Bürgermeister Conrad teilte mit, dass der Landkreis um kostenlose Übertragung des Eigentums an den zum Schulzentrum Wörrstadt (Hauptschule und IGS) gehörenden Grundstücken an den Landkreis Alzey-Worms bittet. In dem öffentlich-rechtlichen Vertrag über die Errichtung eines Schulzentrums in Wörrstadt vom 19. Mai 1994 ist vereinbart, dass die Vertragspartner (Landkreis und Verbandsgemeinde) zu gegebener Zeit, insbesondere wenn abzusehen ist, welche Entwicklung beide Schulen nehmen werden, prüfen, ob und in welchem Umfang die Übertragung des Eigentums am Schulvermögen auf den Landkreis geboten ist.

Nach kurzer Diskussion wurde einstimmig beschlossen, das Eigentum an dem Schulgrundstück nicht auf den Landkreis zu übertragen.

TOP 4 Änderung der Schulbezirksgrenzen für die Grundschule in Partenheim

Bürgermeister Conrad verwies auf die Beschlussvorlage vom 26. August 2004 und teilte mit, dass heute zu diesem TOP keine Beschlüsse zu fassen sind. Es sei beabsichtigt, den Antrag der Grundschule Partenheim auf Änderung der Schulbezirksgrenzen zu diskutieren und Meinungen auszutauschen.

In den letzten 5 Jahren mussten in der Grundschule Partenheim zweimal kombinierte Klassen gebildet werden. Dies ist nach Ansicht des Schulleiters, Herrn Dörrschuck ein großer Nachteil für die in kombinierten Klassen zu unterrichtenden Kinder.

Der Vorsitzende wies darauf hin, dass in keinster Weise daran gedacht sei, die Grundschule Partenheim zu schließen, zumal erst im Jahr 1997 die Grundschule mit einem Aufwand von über 1 Mio. DM saniert wurde.

Herr Dörrschuck führte aus, dass die Schulstatistik, die zweimal jährlich erstellt wird und die auf Daten des Meldeamtes basiert, noch nie gestimmt habe und er daher davon ausgehe, dass nicht auszuschließen sei, dass in naher Zukunft wieder kombinierte Klassen gebildet werden müssen.

Er bat die Verwaltung um Unterstützung für den Fall, dass kombinierte Klassen gebildet werden müssen. Auch der Schulelternbeirat setze sich dafür ein, alles Mögliche zu tun, damit kombinierte Klassen nicht gebildet werden müssen.

Diskutiert wurde der Vorschlag, den Elternwillen der betroffenen Eltern aus Vendersheim zu erkunden. Einig war man sich darüber, dass bei einer Änderung der Schulbezirksgrenzen, dies erstmals Auswirkungen auf Schulneulinge haben sollte.

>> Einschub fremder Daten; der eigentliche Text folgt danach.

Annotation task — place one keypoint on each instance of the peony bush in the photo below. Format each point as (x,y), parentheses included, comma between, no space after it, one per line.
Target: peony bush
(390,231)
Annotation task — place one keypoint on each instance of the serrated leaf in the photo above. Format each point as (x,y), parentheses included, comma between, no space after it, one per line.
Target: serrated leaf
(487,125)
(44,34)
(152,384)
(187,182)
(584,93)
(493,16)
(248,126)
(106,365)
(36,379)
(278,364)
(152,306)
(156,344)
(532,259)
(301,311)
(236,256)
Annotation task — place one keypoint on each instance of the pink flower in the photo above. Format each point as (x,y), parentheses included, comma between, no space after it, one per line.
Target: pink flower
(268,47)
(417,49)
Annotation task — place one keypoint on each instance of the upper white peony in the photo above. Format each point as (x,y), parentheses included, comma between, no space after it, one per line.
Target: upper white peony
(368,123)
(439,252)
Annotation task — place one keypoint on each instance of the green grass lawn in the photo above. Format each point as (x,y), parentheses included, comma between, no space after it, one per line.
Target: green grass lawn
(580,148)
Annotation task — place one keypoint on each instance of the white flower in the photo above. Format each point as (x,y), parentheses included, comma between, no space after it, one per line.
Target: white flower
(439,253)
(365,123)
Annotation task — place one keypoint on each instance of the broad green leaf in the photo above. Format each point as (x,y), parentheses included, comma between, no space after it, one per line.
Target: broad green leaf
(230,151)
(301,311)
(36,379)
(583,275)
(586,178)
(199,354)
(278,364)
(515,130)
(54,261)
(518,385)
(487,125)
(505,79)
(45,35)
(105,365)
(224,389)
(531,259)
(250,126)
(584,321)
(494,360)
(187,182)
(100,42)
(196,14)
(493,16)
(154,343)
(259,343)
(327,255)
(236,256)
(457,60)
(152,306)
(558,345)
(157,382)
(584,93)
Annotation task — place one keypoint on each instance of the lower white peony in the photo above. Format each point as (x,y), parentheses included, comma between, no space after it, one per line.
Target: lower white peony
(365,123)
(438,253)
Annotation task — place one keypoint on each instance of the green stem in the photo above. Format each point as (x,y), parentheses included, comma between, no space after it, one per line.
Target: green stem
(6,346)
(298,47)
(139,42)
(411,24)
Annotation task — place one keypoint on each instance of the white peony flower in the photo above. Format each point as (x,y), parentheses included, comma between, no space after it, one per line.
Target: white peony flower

Im kommenden Jahr soll an der Grundschule Wörrstadt die Ganztagsschule eingerichtet werden. Diese steht auch für Kinder aus Vendersheim offen. Ob dies bei einem Wechsel zum Schulbezirk Partenheim möglich wäre, erscheint derzeit noch fraglich.

Die Verwaltung wurde beauftragt Erhebungen anzustellen, weshalb die Schulstatistik Partenheim fast nie stimme.

Als Ergebnis der ausführlichen Diskussion bleiben folgende Punkte festzuhalten:

  1. Eine Elternbefragung der Vendersheimer Kinder soll zum jetzigen Zeitpunkt nicht durchgeführt werden.
  2. Im 1. Quartal 2005 soll erneut über das Thema beraten werden. Bis dahin liegen die Anmeldungen für die Ganztagsschule und die neue Schulstatistik für die Grundschule Partenheim vor.
  3. Die Verwaltung soll bis dahin klären, weshalb es bei den Schulstatistiken der Grundschule Partenheim Abweichungen gibt.